Thank you for all your replies.  All very helpful


----------



## wanna be (Jan 6, 2010)

*Great point Selki!*

I saw Julia Childs and her guest on her cooking show makeing pita bread in an oven with the bottom rack comepletly coverd with untreated tiles and I thougt that was a great idea.I never thought about those implications as I am sure they did not either because I don't rember hearing any warnings about this on the show.I am sure that most of the tile in the U.S is imported, and these country's that do supply America with it's tile can't even make their food exports safe.Buy some bakeing stones .Better safe than sorry.


----------



## sallynilly (Jan 8, 2010)

A very large tile square flipped upside down is untreated. No glaze or acid. You might find one in a tile place that is very ugly on one side but very useful as a pizza stone when flipped. The heat of the oven is much less hot than when it was fired originally so none of these chemicals can be released.


----------



## Selkie (Jan 8, 2010)

sallynilly said:


> A very large tile square flipped upside down is untreated. No glaze or acid. You might find one in a tile place that is very ugly on one side but very useful as a pizza stone when flipped. The heat of the oven is much less hot than when it was fired originally so none of these chemicals can be released.

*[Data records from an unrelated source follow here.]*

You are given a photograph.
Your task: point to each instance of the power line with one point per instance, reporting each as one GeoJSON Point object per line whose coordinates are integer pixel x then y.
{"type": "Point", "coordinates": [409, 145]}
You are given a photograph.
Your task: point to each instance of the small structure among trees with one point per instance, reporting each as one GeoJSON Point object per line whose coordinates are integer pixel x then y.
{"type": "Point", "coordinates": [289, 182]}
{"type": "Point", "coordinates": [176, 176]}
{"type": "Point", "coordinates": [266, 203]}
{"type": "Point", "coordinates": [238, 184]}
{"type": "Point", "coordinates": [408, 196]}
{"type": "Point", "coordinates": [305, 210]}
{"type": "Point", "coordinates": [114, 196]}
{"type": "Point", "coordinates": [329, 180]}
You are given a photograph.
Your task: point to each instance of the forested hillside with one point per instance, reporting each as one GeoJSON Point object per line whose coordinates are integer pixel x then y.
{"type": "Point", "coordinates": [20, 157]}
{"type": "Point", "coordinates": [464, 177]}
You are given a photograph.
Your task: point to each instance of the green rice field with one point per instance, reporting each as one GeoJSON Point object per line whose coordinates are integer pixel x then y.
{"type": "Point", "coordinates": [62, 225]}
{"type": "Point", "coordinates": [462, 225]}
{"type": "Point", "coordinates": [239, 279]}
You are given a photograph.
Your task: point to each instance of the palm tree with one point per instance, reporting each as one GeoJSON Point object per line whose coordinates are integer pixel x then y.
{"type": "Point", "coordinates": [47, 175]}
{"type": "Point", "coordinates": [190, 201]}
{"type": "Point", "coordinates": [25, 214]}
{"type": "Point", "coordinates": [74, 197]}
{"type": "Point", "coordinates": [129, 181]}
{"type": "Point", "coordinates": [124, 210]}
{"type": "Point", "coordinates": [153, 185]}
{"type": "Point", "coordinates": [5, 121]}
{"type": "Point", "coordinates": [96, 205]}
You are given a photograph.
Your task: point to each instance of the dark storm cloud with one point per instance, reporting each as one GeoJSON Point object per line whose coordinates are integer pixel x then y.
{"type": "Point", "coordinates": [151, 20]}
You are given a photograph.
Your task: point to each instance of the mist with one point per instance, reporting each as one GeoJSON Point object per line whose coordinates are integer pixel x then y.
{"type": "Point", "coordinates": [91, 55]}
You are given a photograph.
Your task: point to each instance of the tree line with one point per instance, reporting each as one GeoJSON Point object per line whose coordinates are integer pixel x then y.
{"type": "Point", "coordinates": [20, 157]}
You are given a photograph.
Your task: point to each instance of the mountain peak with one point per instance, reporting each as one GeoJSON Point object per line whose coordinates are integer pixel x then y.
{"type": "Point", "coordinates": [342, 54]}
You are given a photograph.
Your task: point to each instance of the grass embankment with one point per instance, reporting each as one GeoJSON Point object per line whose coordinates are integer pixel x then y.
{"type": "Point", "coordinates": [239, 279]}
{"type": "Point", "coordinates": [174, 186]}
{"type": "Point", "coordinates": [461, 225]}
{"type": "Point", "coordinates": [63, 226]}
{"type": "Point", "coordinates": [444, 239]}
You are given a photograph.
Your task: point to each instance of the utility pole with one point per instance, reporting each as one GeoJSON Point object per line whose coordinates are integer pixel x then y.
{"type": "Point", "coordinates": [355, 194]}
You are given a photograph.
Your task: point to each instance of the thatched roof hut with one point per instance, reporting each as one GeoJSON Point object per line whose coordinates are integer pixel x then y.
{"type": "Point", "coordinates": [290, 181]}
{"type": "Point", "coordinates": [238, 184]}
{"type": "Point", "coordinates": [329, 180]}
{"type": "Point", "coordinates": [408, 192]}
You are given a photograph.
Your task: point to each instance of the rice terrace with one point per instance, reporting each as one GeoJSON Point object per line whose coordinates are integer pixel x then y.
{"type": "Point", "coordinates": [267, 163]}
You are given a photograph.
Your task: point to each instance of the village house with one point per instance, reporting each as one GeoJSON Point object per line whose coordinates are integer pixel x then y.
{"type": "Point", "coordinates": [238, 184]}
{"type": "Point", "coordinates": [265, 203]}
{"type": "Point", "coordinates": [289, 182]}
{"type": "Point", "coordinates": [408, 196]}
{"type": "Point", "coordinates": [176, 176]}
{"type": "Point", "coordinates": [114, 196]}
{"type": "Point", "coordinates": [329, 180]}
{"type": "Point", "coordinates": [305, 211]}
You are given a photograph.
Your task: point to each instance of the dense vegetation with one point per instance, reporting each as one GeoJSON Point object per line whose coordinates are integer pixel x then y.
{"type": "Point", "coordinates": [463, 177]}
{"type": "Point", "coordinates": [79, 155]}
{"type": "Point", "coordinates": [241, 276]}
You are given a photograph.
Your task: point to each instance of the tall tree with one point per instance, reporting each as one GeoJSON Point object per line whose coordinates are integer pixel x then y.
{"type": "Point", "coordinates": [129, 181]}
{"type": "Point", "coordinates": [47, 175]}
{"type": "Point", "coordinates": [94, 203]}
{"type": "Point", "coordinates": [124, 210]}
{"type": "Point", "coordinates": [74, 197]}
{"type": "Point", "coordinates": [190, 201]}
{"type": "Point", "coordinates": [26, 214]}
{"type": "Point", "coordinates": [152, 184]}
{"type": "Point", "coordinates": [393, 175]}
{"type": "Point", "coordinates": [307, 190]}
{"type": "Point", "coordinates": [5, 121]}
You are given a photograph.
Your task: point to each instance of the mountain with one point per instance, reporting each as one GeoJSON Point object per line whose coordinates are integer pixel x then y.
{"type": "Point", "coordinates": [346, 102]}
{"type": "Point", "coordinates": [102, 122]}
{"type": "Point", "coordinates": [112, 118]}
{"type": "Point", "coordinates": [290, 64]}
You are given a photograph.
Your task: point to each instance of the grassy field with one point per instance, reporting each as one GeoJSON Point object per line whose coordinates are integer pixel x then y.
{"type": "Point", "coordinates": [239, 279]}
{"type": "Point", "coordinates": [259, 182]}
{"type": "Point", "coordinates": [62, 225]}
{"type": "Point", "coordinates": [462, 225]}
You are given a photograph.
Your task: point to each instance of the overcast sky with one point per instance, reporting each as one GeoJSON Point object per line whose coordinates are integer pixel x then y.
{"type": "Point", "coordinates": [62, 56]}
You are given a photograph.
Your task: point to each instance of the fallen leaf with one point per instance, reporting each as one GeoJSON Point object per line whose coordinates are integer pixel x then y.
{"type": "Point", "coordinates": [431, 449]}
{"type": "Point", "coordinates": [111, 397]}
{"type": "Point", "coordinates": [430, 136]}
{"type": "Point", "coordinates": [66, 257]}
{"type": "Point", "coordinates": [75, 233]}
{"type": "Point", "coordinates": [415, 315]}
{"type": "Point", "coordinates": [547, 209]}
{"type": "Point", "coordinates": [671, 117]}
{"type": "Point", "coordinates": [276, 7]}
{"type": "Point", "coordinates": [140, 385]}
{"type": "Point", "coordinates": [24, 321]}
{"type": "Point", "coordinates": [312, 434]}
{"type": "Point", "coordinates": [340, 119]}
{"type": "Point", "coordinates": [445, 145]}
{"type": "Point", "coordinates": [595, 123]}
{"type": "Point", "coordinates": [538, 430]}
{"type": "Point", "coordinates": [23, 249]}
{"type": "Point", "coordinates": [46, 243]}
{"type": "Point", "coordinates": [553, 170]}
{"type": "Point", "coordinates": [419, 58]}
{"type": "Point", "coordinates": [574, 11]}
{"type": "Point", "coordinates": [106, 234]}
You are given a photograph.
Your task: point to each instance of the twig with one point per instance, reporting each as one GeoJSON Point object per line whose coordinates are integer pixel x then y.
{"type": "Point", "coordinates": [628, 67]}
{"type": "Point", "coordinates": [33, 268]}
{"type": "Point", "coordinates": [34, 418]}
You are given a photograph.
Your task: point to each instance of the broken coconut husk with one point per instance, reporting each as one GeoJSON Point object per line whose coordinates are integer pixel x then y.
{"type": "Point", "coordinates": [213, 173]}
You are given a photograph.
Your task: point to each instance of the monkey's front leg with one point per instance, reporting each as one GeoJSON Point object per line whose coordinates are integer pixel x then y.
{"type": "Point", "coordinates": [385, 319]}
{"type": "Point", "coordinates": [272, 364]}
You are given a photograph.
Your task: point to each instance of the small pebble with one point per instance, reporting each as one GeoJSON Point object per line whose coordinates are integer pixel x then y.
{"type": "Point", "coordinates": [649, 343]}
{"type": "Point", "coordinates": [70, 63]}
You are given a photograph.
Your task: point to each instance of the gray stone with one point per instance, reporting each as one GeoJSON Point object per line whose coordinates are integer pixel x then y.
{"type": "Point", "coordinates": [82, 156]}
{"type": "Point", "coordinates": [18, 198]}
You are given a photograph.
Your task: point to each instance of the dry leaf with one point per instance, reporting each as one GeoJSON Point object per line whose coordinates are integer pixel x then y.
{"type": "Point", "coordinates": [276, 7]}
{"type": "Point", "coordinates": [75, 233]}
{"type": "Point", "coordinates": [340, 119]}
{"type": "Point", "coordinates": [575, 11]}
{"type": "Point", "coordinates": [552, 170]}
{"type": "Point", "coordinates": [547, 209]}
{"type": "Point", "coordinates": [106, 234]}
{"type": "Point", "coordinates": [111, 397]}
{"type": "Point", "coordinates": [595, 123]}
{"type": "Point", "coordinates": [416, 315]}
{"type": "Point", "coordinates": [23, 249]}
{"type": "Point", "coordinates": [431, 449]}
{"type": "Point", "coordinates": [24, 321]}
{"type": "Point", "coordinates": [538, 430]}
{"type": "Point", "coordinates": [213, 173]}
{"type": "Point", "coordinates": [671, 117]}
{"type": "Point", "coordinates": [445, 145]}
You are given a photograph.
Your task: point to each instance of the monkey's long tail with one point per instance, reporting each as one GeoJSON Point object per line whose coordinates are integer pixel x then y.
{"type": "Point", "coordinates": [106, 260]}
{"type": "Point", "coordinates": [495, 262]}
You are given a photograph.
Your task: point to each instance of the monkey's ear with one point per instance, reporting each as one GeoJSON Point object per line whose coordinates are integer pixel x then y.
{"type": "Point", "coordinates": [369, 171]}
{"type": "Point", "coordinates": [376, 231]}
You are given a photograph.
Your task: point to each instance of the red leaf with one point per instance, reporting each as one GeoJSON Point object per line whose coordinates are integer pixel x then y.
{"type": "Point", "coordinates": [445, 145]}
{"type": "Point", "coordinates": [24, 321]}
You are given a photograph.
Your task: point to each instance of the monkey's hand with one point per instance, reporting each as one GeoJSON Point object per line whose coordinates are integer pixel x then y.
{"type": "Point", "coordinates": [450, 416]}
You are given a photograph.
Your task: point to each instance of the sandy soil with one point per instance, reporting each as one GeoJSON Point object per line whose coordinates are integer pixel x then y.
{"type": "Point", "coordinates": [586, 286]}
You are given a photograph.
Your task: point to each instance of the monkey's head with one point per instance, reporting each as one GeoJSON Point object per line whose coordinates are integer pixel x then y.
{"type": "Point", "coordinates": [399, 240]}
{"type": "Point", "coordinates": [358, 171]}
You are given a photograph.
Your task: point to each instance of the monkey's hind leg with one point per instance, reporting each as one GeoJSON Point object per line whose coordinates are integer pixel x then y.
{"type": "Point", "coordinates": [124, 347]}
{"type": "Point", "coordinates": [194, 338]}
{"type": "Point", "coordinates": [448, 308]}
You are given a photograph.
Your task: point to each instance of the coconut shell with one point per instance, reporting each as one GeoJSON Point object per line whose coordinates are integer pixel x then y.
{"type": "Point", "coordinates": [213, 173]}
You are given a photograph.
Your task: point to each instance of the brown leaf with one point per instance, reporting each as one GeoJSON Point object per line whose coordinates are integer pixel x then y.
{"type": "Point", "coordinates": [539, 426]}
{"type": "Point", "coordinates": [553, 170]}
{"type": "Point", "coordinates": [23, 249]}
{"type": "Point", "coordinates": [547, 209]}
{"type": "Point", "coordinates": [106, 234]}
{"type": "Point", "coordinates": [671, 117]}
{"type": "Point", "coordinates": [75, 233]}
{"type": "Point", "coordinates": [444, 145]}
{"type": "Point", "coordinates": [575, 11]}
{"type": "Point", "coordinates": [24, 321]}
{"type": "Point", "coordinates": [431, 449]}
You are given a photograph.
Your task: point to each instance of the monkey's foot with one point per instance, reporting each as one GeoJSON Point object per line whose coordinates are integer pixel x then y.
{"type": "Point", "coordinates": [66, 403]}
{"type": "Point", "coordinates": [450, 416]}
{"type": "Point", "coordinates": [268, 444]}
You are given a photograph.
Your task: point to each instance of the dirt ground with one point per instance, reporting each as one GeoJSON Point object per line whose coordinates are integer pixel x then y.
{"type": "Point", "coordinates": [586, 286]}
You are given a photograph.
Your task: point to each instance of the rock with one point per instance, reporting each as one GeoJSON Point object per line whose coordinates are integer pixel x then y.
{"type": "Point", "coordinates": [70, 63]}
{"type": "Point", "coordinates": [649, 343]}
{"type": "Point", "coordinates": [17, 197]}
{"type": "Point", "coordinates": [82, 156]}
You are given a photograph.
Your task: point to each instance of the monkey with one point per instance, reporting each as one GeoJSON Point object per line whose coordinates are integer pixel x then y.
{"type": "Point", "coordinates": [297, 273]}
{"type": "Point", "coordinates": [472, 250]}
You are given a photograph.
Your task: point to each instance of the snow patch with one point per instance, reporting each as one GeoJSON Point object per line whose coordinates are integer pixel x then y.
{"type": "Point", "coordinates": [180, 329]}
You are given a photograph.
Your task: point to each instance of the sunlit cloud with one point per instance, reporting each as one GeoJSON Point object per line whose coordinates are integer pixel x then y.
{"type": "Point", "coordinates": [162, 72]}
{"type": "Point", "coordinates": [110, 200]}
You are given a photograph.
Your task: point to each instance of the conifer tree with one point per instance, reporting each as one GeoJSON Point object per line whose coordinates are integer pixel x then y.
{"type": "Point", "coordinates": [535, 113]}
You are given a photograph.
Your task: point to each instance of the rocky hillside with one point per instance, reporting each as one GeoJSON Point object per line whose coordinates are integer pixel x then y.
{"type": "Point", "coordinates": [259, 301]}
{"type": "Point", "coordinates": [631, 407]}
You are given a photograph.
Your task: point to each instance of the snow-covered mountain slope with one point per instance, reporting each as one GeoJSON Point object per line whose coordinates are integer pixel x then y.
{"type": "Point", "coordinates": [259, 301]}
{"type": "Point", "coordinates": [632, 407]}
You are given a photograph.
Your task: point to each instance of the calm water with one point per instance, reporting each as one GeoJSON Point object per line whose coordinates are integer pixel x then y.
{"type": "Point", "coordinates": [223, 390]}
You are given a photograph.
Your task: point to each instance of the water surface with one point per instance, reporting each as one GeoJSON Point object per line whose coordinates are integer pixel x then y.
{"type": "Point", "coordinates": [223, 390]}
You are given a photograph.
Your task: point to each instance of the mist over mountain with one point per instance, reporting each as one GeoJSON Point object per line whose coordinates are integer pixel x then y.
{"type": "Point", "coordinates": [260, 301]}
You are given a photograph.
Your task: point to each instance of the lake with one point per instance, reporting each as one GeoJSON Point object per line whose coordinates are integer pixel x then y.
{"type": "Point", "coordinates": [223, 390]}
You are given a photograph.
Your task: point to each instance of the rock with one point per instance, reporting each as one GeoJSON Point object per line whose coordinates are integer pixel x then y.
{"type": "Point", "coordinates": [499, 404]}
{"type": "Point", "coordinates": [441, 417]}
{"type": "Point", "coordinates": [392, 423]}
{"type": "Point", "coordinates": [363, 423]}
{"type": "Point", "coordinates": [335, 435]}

Not so! Lead and arsenic can be released under circumstances other than heat.


----------



## GB (Jan 8, 2010)

sallynilly said:


> The heat of the oven is much less hot than when it was fired originally so none of these chemicals can be released.


Just because the heat is less does not mean chemicals are not being released. I would strongly recommend against using a treated tile.


----------